N, w takim razie myślę, że obsadzenie Hemswortha w roli Thora było błędem. Eddie Murphy byłby lepszy. Dziewczyna pająka jest najważniejszą postacią dla tych, którzy najgłośniej krzyczą. Możemy się tylko domyślać, któż to taki.
A może właśnie by mnie podbudował? 
/Ponoć Will Smith był brany pod uwagę przy obsadzaniu Capa. Na pewno byłby lepszy niż jakiś tam Evans. A Chiwetel Ejiofor powinien zagrać Starka!
/MJ mieliśmy już okazję oglądać na wielkim ekranie. Była biała, ruda i... Tyle łączyło ją z komiksową MJ, bo była mdła i nijaka.
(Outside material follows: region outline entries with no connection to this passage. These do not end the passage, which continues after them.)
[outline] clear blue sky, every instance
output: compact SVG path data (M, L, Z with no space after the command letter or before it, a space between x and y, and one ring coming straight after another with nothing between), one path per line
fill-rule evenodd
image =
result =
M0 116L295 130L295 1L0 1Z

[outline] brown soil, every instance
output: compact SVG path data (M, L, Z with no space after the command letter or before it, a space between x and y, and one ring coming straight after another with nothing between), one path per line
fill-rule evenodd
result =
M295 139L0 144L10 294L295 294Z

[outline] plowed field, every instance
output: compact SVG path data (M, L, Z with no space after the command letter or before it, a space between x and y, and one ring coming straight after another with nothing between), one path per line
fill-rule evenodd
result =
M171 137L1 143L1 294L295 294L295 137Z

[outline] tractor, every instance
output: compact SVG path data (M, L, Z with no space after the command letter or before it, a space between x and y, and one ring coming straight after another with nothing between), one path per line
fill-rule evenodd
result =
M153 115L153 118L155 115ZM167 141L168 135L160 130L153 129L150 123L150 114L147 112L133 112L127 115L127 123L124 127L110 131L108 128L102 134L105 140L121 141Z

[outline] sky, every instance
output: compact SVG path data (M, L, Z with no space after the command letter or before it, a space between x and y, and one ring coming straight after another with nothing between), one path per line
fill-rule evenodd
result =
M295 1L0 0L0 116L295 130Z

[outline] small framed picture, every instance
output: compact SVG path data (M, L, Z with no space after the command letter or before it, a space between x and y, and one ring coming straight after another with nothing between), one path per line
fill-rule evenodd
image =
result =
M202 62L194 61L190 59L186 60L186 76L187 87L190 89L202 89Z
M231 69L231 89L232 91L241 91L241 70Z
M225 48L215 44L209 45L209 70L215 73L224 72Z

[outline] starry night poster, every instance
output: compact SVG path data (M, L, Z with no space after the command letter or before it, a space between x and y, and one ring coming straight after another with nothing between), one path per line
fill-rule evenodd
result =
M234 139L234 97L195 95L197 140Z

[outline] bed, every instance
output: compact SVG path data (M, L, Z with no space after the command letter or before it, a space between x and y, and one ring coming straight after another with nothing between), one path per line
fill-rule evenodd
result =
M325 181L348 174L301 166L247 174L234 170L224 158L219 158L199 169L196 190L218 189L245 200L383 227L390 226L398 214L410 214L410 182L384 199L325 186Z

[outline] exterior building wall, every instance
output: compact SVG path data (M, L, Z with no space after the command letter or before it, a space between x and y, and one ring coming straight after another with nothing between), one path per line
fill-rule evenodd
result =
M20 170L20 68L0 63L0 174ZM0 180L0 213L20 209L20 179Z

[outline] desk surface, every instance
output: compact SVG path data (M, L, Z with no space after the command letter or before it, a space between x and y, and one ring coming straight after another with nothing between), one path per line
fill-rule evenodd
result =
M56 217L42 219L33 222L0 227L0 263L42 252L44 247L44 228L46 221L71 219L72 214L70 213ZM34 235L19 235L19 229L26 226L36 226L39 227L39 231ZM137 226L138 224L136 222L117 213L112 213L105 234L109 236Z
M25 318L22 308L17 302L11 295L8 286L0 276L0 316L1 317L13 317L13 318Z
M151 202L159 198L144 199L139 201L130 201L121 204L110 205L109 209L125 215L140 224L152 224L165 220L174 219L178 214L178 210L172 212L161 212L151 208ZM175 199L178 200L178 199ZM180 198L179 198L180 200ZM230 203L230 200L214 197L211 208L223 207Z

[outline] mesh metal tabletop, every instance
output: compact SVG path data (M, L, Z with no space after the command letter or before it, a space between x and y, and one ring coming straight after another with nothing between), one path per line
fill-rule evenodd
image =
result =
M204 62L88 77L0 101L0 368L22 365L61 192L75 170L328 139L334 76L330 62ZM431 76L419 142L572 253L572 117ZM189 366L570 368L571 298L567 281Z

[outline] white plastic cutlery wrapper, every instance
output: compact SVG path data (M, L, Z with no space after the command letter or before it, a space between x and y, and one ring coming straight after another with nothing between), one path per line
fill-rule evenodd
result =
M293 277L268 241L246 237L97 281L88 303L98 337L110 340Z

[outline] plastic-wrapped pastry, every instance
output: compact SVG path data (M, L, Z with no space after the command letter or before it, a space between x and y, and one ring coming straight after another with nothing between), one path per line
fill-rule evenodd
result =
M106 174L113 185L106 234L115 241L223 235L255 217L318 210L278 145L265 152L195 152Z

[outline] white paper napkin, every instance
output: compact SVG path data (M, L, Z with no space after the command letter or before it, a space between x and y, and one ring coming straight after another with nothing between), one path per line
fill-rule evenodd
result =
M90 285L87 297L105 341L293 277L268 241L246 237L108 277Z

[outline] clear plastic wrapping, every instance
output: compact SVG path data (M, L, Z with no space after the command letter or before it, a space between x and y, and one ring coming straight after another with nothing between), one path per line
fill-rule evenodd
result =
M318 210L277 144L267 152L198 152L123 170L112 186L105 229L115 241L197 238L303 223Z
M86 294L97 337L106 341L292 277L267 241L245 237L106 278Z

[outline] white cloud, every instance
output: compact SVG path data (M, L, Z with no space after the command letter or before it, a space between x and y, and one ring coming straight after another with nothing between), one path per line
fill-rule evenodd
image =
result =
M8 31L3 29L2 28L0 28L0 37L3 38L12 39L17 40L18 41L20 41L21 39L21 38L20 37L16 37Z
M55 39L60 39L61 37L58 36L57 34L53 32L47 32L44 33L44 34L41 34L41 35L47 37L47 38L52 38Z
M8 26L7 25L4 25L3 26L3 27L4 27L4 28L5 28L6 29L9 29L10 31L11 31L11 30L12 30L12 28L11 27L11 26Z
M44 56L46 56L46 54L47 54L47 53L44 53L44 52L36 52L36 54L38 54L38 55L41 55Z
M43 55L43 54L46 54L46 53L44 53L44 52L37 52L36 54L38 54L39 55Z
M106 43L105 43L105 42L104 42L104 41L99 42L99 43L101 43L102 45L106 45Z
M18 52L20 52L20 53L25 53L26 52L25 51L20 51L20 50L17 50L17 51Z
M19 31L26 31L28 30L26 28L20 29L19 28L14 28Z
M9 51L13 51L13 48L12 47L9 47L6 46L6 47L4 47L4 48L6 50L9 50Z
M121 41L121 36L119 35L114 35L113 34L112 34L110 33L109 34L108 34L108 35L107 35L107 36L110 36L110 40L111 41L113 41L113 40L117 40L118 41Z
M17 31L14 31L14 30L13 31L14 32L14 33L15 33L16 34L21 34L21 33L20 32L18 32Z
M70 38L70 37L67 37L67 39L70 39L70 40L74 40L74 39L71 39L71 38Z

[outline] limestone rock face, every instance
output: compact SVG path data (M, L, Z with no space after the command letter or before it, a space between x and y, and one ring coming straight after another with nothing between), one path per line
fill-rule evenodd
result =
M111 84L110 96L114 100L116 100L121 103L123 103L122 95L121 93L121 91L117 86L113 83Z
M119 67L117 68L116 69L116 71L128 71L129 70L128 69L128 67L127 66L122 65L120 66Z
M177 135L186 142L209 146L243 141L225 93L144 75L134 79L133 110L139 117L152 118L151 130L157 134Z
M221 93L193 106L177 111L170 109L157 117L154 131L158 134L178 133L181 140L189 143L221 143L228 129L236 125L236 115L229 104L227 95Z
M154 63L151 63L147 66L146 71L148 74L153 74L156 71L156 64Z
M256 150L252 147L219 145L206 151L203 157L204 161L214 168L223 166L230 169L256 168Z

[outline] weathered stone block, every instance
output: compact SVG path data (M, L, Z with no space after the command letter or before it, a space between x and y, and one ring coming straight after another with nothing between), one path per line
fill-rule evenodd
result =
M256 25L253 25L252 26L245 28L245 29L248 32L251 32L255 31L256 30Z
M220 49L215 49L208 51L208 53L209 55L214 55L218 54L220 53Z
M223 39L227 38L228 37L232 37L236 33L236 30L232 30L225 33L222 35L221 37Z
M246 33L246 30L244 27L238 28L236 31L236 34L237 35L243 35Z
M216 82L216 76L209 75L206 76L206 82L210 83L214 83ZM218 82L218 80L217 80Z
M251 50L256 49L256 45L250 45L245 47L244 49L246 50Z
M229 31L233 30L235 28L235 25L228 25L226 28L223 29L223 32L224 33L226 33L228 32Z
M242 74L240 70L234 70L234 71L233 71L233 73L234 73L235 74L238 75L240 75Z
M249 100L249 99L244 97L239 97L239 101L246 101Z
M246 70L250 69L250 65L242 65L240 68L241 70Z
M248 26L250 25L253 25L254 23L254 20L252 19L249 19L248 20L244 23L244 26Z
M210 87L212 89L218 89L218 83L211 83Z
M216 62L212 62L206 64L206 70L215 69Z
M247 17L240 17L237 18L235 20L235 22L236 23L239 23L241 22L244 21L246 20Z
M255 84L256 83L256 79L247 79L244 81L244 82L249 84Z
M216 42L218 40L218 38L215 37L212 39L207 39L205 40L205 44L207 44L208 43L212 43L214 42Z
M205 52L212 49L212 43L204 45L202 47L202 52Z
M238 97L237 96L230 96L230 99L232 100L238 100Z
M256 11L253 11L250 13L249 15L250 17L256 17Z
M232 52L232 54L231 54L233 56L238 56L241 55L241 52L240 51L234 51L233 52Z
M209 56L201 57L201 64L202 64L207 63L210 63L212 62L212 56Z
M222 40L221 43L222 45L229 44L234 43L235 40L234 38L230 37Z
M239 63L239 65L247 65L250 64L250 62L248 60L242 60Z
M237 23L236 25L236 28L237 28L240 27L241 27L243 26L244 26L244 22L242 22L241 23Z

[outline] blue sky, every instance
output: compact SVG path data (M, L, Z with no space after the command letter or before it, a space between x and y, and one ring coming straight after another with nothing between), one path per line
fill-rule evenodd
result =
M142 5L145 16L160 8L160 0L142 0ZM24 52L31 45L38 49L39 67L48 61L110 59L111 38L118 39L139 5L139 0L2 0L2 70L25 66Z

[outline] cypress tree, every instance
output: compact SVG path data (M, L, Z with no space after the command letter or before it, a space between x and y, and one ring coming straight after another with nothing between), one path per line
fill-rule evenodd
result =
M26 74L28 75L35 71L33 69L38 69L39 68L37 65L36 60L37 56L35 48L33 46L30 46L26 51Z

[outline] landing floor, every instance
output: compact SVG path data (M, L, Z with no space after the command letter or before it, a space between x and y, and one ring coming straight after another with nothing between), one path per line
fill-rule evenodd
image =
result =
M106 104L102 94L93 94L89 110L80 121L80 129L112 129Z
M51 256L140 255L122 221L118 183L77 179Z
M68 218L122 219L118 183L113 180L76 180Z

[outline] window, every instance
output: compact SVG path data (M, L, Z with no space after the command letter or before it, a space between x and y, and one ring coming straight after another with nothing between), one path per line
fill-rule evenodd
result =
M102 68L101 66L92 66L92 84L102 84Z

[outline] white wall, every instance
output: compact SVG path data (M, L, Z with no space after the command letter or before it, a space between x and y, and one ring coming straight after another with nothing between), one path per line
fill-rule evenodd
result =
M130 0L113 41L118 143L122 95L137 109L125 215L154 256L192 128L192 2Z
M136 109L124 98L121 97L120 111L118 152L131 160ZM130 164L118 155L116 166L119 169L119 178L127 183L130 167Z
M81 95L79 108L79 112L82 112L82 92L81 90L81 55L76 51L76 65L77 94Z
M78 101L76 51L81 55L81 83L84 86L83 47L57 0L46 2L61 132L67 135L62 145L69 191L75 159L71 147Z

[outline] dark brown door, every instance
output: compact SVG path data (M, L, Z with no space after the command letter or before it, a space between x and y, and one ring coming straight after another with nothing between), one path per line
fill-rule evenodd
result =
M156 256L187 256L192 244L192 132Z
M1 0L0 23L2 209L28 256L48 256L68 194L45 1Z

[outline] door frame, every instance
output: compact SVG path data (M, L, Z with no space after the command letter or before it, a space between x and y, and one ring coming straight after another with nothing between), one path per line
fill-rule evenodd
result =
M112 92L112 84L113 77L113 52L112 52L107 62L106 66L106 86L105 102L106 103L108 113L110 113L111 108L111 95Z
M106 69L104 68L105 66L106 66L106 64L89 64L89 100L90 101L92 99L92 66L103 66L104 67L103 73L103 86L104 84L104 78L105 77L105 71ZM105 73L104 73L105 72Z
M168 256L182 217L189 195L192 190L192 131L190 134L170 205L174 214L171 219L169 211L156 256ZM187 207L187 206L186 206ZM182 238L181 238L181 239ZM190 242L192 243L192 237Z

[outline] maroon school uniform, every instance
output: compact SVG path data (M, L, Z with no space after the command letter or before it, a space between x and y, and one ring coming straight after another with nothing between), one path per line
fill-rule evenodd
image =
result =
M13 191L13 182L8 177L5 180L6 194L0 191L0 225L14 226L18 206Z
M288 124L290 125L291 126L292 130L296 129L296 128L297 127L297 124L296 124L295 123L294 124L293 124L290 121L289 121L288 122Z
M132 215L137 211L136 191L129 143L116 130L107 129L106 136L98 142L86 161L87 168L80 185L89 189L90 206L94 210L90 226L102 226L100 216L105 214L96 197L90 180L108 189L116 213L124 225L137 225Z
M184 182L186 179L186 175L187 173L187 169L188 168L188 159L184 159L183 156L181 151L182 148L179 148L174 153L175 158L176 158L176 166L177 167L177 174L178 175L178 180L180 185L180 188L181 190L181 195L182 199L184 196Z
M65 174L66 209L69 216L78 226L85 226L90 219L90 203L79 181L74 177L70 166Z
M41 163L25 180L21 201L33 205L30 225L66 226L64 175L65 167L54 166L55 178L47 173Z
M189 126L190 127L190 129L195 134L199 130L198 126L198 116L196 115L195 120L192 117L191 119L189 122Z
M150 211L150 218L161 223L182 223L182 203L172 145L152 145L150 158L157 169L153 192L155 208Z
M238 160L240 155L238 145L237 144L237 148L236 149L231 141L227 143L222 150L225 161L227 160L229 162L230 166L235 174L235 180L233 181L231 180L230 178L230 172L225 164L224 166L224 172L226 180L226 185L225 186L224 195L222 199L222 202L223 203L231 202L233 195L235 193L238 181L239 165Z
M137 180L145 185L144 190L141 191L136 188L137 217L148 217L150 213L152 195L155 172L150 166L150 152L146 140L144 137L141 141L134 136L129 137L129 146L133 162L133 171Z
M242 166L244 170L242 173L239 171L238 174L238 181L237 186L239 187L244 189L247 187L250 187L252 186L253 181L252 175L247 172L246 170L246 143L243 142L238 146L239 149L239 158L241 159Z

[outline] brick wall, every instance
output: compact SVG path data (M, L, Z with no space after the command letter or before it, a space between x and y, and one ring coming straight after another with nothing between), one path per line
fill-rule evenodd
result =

A Marvel ma nosa do kastingów, co pokazywał nie raz i nie dwa, więc pewnie Mary Jane w wykonaniu panny Coleman będzie o wiele bliższa oryginałowi.
/W sumie fakt, może by cię zmotywował. Postałby trochę nad tobą i pokrzyczał, patrząc złowrogo, co mogłoby jeszcze bardziej pomóc.
Steve, a kto nie miałby dość na twoim miejscu? Chwile zwątpienia przynajmniej później mogą motywować. 
I tak na ciebie wściekłby się mniej niż gdyby ktoś inny to zasugerował, co? Ja nie wiem, jak wy z nim wytrzymujecie. 
/Jestem pewien, że znaleźliby się ludzie, którzy nie mieliby dość, nawet chwilami. Może tacy z prawdziwym, życiowym powołaniem?
/Cóż, nie można zaprzeczyć, dla mnie Bucky faktycznie jest nieco... milszy, Choć coś czuję, że bardziej pasowałby "nieco mniej niemiły". Ale to i tak dobrze, prawda? Przynajmniej na początek, to taki duży krok do przodu. Choć nie zmienia to tego, że czasem mam ochotę nim porządnie potrząsnąć. Ale się powstrzymuję.
Bucky, rozmawialiśmy o pamięci a nie o twoim stanie ogólnym, więc z łaski swojej przestań się złościć o nic. 
 Wcale się nie wściekam. Jestem pieprzoną oazą spokoju, nie widać? I tak wiem, o czym mówiliśmy. Z moją pamięcią też jest zajebiście. Tak zajebiście, że aż brak mi słów, by to opisać. 

1 komentarz:

  1. N, a tak, pamiętam coś takiego z filmwebu. Gdyby to przeszło, Bucky’ego na pewno grałby Martin Lawrence i mielibyśmy kolejne „Bad boys”. Neh, Tony’ego powinien grać Jackie Chan, żeby Azjaci też mieli swój udział.
    Zachwytów nad panią Dunst chyba nie było, fakt. Ale oby tendencja dobrego nosa się utrzymywała jak najdłużej.
    Trener jak się patrzy. Nie mogę doczekać się wspólnych treningów <3

    Steve, to musiałby być ktoś równie uparty jak Bucky.
    Powstrzymujesz się, żeby go nie spłoszyć?

    Bucky, dobra, chyba się zamknę, bo jeszcze chwila i zaczniesz na mnie rozładowywać frustrację.